I run pihole version 6, using docker compose. To configure it to broadcast its own RAs, I used the following:

environment:
  FTLCONF_misc_dnsmasq_lines: |-
    address=/${HOST}/${LOCAL_ADDR}
    address=/${HOST}/${LOCAL_ADDR6}
    enable-ra
    ra-param=${INTERFACE},high,10,30
    dhcp-option=option:ntp-server,${NTP_ADDR}
    dhcp-option=option6:ntp-server,[${NTP_ADDR6}]
    dhcp-option=option6:dns-server,[${PIHOLE_ADDR6}]

This sets some local records (the address lines), which I used to access my home server locally. It enables RAs, and configures them to broadcast on a specified interface with high preference, every 10 to 30 seconds.

Then I’ve also configured DHCP to respond with my own NTP server, and DHCPv6 (if a device were to ask, which they shouldn’t) to respond with v6 NTP and pihole addresses. Pihole also supports NTP, but I happen to run different software on a different address.

Now running radvdump to check if it works:

interface <redacted>
{
	AdvSendAdvert on;
	# Note: {Min,Max}RtrAdvInterval cannot be obtained with radvdump
	AdvManagedFlag off;
	AdvOtherConfigFlag on;
	AdvReachableTime 0;
	AdvRetransTimer 0;
	AdvCurHopLimit 64;
	AdvDefaultLifetime 30;
	AdvHomeAgentFlag off;
	AdvDefaultPreference high;
	AdvLinkMTU 1500;
	AdvSourceLLAddress on;

	prefix <redacted>
	{
		AdvValidLifetime infinity; # (0xffffffff)
		AdvPreferredLifetime infinity; # (0xffffffff)
		AdvOnLink on;
		AdvAutonomous on;
		AdvRouterAddr off;
	}; # End of prefix definition


	RDNSS <redacted>
	{
		AdvRDNSSLifetime infinity; # (0xffffffff)
	}; # End of RDNSS definition

}; # End of interface definition

It works! And it seems to work well for the majority of devices on my network. Some, like my old chromecast, clearly hardcode their DNS servers, and there’s little to be done about that without having control over the router.

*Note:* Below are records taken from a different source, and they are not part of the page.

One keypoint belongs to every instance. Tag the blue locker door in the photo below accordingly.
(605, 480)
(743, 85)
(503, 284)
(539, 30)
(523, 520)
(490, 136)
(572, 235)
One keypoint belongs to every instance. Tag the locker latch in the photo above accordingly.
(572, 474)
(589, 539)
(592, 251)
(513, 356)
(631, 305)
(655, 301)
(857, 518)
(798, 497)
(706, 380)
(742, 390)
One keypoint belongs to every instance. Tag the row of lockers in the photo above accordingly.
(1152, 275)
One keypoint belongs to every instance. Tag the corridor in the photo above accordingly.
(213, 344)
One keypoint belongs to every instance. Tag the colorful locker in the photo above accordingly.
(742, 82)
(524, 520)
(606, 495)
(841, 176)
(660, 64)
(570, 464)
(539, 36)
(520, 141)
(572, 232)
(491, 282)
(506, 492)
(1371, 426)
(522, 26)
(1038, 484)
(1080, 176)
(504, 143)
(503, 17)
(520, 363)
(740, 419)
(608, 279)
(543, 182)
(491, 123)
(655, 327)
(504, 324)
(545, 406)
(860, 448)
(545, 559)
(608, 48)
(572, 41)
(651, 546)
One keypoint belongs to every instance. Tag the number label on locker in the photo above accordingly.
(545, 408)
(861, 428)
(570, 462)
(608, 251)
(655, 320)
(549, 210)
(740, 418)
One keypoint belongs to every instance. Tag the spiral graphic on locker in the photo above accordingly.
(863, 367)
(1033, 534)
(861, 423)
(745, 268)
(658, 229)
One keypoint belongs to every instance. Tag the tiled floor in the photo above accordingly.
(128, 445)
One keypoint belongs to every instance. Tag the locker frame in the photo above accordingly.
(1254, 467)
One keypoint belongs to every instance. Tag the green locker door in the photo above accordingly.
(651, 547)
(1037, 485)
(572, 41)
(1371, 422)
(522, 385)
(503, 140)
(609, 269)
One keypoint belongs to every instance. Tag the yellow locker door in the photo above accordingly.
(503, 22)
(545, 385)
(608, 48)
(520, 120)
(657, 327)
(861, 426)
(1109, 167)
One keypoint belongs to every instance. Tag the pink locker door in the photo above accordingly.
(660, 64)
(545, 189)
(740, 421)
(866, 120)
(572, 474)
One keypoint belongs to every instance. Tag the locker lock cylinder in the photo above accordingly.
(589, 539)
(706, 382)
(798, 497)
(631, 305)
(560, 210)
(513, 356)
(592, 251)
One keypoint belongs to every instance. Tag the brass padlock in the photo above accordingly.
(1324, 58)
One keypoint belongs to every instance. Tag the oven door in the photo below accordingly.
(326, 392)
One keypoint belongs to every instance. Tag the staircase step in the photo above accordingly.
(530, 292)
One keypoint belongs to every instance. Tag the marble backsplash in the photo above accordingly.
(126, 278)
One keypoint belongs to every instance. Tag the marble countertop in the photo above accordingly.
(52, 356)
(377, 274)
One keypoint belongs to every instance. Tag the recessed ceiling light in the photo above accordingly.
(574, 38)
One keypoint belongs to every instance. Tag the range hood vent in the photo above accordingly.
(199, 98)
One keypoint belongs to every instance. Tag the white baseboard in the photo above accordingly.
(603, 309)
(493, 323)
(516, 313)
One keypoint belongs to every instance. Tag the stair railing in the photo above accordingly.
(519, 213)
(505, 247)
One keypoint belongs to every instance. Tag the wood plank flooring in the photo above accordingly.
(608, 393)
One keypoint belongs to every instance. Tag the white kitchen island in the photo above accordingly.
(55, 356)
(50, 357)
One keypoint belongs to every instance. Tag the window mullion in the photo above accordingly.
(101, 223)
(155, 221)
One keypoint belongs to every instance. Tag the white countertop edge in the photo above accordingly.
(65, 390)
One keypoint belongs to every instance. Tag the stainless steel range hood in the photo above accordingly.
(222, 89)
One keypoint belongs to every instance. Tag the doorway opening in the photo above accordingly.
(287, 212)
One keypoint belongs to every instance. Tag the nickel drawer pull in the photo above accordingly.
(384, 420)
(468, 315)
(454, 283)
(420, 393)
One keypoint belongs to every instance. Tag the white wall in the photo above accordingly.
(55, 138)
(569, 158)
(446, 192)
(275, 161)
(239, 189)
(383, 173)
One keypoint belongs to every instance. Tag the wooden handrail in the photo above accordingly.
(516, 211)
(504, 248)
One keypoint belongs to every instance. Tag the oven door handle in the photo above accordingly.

It isn’t perfect, there will be some leaks even on well-behaving devices. For example, if a device connects to the network and happens to see the router’s RA first, it will use the ISPs DNS servers until it sees the RA from the pihole that should override it. On the other hand, from a reliability perspective it’s nice because if my server is down, devices should theoretically fall back to the ISP’s DNS.

Of course, some devices hardcode DNS addresses (e.g. my old chromecasts) so this whole thing is far from perfect anyway. But at least now I get DNS ad blocking and my local records on most of the devices on my network.